Поэтому многие математики чувствовали, что подведение под теорию
доказательства, а тем самым и под саму математику, надежной основы было
насущным делом, не терпящим отлагательства. Они хотели объединиться после
своих опрометчивых выпадов, чтобы раз и навсегда определить, какие виды
доказательства являются абсолютно надежными, а какие нет. Все, что оказалось
вне зоны надежности, можно было бы отбросить, а все, что попадало в эту
зону, стало бы единственной основой всей будущей математики.
В этой связи голландский математик Лейтзен Эгберт Ян Брауэр
пропагандировал чрезвычайно консервативную стратегию теории доказательства,
известную как интуиционизм, которая и по сей день имеет своих сторонников.
Интуиционисты пытаются толковать "интуицию" самым ограниченным постижимым
образом, оставляя лишь то, что они считают ее неоспоримыми самоочевидными
аспектами. Затем они поднимают таким образом определенную математическую
интуицию на уровень даже более высокий, чем позволял себе Платон: они
считают ее более веской, чем даже чистая логика.

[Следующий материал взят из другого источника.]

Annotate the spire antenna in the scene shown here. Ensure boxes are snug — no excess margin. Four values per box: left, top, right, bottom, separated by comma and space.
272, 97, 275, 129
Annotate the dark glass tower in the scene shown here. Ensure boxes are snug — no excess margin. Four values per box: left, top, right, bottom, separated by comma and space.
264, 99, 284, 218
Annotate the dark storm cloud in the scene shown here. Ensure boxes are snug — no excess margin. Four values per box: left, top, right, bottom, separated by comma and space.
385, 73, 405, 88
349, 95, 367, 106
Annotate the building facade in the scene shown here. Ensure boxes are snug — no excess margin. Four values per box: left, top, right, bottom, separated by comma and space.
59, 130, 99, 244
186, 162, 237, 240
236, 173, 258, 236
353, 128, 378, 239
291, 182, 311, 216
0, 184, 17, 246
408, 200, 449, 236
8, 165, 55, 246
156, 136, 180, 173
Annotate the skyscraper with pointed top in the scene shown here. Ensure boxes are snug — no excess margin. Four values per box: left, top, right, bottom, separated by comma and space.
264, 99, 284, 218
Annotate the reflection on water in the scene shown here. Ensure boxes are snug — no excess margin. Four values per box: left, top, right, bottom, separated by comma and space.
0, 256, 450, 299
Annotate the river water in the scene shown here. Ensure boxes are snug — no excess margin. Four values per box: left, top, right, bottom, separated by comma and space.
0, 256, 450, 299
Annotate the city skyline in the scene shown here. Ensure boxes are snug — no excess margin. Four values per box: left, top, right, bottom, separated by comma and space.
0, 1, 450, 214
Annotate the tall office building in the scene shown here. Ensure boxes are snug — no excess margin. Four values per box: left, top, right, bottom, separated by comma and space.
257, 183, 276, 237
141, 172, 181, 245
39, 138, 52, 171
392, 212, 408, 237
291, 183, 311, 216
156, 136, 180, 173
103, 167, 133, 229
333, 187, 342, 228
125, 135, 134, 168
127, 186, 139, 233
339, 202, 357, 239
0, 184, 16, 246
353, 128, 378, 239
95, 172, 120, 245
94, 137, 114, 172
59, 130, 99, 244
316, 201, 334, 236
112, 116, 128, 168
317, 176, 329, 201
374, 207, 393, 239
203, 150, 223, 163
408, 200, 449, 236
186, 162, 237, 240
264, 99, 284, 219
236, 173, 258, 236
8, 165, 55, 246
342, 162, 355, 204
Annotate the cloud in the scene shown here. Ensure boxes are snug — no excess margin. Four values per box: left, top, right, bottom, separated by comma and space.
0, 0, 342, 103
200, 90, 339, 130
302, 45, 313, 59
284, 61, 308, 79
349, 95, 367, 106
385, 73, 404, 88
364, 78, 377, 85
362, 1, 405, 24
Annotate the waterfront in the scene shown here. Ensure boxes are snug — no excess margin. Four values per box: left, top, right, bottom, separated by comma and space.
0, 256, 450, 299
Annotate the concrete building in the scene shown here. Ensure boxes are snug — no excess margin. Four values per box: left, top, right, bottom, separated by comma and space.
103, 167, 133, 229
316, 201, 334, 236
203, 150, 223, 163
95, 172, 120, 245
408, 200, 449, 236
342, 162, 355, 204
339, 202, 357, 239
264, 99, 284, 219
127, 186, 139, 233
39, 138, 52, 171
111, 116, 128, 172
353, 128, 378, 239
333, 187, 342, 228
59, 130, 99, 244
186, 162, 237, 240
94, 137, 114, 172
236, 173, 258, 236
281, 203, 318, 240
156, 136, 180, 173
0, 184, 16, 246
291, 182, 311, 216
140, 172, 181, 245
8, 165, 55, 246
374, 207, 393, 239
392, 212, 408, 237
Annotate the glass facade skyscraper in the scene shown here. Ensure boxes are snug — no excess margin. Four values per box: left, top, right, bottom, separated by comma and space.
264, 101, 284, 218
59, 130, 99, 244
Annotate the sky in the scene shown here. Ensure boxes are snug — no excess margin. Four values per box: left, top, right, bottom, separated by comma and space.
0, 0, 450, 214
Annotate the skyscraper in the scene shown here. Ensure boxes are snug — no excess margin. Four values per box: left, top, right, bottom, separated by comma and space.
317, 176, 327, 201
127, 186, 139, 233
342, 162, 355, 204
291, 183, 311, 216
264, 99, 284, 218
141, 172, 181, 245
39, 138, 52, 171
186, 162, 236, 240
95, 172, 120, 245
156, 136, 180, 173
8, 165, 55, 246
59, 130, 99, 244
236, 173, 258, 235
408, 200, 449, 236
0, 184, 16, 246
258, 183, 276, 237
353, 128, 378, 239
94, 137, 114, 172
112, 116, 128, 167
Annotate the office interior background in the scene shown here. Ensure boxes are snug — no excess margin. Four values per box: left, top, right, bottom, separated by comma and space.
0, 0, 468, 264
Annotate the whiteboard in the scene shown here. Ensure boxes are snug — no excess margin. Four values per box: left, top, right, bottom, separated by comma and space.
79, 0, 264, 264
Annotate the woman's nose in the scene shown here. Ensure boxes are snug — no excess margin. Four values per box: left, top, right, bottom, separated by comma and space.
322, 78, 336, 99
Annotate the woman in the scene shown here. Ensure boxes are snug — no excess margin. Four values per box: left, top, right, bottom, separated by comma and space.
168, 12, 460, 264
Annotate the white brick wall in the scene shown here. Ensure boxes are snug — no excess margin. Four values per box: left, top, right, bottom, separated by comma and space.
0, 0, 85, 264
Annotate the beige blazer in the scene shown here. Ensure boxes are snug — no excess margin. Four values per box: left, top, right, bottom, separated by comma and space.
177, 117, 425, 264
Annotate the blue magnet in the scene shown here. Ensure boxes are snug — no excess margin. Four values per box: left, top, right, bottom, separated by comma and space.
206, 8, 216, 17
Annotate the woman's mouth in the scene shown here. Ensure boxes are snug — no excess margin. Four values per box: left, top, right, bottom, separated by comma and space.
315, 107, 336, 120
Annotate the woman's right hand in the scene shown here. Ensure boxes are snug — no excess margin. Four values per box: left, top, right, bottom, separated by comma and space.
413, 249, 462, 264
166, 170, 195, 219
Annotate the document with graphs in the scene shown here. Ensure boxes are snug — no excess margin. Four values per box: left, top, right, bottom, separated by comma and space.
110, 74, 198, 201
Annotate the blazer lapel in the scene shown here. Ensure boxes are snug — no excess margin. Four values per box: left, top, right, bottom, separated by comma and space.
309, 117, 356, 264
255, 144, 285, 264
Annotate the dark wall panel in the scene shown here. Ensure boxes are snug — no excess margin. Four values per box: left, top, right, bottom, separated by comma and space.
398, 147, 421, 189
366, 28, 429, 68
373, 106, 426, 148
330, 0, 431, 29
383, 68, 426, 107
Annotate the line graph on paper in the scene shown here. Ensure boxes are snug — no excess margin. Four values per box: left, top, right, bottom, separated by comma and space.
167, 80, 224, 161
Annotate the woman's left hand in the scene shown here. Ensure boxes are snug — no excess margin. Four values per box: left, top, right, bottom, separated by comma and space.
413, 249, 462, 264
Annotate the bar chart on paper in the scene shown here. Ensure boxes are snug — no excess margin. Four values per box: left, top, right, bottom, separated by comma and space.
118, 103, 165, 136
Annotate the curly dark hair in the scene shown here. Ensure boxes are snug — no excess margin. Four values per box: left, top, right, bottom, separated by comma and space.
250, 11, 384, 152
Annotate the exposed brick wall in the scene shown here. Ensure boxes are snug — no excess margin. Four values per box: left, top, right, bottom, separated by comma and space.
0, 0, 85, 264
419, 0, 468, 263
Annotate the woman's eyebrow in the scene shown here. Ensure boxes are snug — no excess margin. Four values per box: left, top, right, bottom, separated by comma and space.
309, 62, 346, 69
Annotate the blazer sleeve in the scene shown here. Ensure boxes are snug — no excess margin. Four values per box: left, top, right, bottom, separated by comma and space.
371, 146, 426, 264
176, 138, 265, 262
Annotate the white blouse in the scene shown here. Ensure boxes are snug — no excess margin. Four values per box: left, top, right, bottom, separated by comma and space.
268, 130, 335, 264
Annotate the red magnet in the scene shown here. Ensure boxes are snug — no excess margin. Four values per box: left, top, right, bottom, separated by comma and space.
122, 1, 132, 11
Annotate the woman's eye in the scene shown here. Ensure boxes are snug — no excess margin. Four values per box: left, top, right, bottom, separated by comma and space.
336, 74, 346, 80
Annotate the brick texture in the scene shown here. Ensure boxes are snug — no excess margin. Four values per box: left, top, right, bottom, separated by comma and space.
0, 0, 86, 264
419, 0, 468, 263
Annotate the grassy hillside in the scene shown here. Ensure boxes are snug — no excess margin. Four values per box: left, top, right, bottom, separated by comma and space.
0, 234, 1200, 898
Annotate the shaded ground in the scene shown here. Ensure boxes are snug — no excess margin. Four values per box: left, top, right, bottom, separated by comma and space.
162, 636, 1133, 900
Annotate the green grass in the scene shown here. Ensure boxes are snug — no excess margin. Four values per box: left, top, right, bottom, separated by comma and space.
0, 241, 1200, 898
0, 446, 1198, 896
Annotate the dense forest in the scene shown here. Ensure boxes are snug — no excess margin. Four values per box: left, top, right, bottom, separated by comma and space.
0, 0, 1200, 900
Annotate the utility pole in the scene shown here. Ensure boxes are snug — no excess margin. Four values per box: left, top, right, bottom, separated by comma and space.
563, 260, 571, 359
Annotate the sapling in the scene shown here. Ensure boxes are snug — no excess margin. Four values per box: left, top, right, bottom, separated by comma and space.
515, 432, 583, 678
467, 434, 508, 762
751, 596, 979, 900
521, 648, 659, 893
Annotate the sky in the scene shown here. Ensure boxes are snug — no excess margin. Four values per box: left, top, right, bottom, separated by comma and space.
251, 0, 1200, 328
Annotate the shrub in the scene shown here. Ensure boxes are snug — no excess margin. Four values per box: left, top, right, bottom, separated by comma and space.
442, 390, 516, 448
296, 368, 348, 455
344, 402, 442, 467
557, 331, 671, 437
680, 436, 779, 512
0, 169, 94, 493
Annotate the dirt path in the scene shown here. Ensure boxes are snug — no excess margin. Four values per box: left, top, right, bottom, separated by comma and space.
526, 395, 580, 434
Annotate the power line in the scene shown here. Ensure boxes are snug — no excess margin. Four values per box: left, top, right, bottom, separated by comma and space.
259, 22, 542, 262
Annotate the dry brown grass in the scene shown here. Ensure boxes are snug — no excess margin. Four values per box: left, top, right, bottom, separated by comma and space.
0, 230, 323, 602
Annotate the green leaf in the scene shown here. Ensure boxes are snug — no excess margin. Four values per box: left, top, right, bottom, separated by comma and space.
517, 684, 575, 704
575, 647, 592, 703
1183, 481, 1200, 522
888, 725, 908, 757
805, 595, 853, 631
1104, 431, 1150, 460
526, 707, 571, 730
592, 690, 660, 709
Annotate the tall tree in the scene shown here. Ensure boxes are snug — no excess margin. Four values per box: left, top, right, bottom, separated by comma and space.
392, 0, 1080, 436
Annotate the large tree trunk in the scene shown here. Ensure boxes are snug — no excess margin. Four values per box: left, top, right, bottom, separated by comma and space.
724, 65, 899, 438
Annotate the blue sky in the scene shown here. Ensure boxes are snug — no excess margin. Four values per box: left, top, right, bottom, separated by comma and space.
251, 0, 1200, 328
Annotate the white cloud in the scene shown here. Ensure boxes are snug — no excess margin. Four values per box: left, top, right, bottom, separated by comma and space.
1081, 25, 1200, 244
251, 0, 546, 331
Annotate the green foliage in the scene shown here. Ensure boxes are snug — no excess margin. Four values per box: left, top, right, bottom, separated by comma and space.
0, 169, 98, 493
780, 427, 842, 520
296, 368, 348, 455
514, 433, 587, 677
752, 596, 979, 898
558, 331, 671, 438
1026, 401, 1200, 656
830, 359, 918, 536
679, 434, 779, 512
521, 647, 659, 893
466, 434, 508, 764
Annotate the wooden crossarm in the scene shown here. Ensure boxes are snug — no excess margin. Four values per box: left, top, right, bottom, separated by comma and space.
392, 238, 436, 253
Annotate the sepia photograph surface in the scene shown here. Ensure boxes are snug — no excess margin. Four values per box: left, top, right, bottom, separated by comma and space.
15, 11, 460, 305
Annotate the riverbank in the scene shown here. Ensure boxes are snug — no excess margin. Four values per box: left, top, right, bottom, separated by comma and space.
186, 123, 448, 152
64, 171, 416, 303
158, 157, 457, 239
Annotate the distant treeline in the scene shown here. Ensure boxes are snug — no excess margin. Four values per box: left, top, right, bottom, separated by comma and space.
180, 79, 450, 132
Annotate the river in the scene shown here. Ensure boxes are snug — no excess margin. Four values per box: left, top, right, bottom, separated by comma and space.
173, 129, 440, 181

Таким образом, они считают
саму логику ненадежной, за исключением тех случаев, когда ее доказывает
прямая математическая интуиция. Например, интуиционисты отрицают, что можно
иметь прямую интуицию какой-либо бесконечной категории. Следовательно, они
отрицают существование любых бесконечных множеств, например, множества всех
натуральных чисел. Высказывание о том, что "существует бесконечно много
натуральных чисел", они сочли бы самоочевидно ложным. А высказывание о том,
что "существует больше сред Кантгоуту, чем физически возможных сред", --
абсолютно бессмысленным.
Исторически интуиционизм, равно как и индуктивизм, сыграл ценную
освободительную роль. Он осмелился подвергнуть сомнению полученные
определенности -- некоторые из которых действительно оказались ложными. Но
как позитивная теория о том, что является или не является обоснованным
математическим доказательством, он и гроша ломаного не стоит. В
действительности интуиционизм -- это точное выражение солипсизма в
математике. В обоих случаях наблюдается Чрезмерная реакция на мысль о том,
что мы не можем быть уверены в том, что нам известно о более отдаленном
мире. В обоих случаях предложенное решение состоит в том, чтобы уйти во
внутренний мир, который мы, предположительно, можем познать напрямую, и
следовательно (?), можем быть уверены, что познали истину. В обоих случаях
решение заключается в отрицании существования -- или, по крайней Мере, в
отказе от объяснения -- того, что находится вовне. И в обоих случаях этот
отказ также делает невозможным объяснение большей Части того, что находится
внутри предпочитаемой области. Например, если действительно ложно то (как
утверждают интуиционисты), что существует бесконечно много натуральных
чисел, то можно сделать вывод, что может существовать только конечное
множество таких чисел. А сколько их может быть? И потом, сколько бы их не
было, почему нельзя создать интуицию следующего натурального числа,
превышающего последнее? Интуиционисты оправдались бы в этом случае, сказав,
что приведенный мной аргумент допускает обоснованность обычной логики. В
частности, он содержит процесс вывода: из факта, что не существует
бесконечно много натуральных чисел, делается вывод, что должно существовать
какое-то конкретное количество натуральных чисел. Применяемое в данном
случае правило вывода называется законом исключенного третьего. Этот закон
гласит, что для любого высказывания Х (например, "существует бесконечно
много натуральных чисел"), не существует третьей возможности кроме
истинности Х и истинности отрицания Х ("существует конечное множество
натуральных чисел"). Интуиционисты хладнокровно отрицают закон исключенного
третьего.
Поскольку в разуме большинства людей сам закон исключенного третьего
подкреплен мощной интуицией, его отрицание естественно вызывает у
неинтуиционистов сомнение в том, так ли уж самоочевидна надежность интуиции
интуиционистов. Или, если мы сочтем, что закон исключенного третьего исходит
из логической интуиции, он приводит нас к пересмотру вопроса о том,
действительно ли математическая интуиция превосходит логику. В любом случае
может ли это превосходство быть самоочевидным?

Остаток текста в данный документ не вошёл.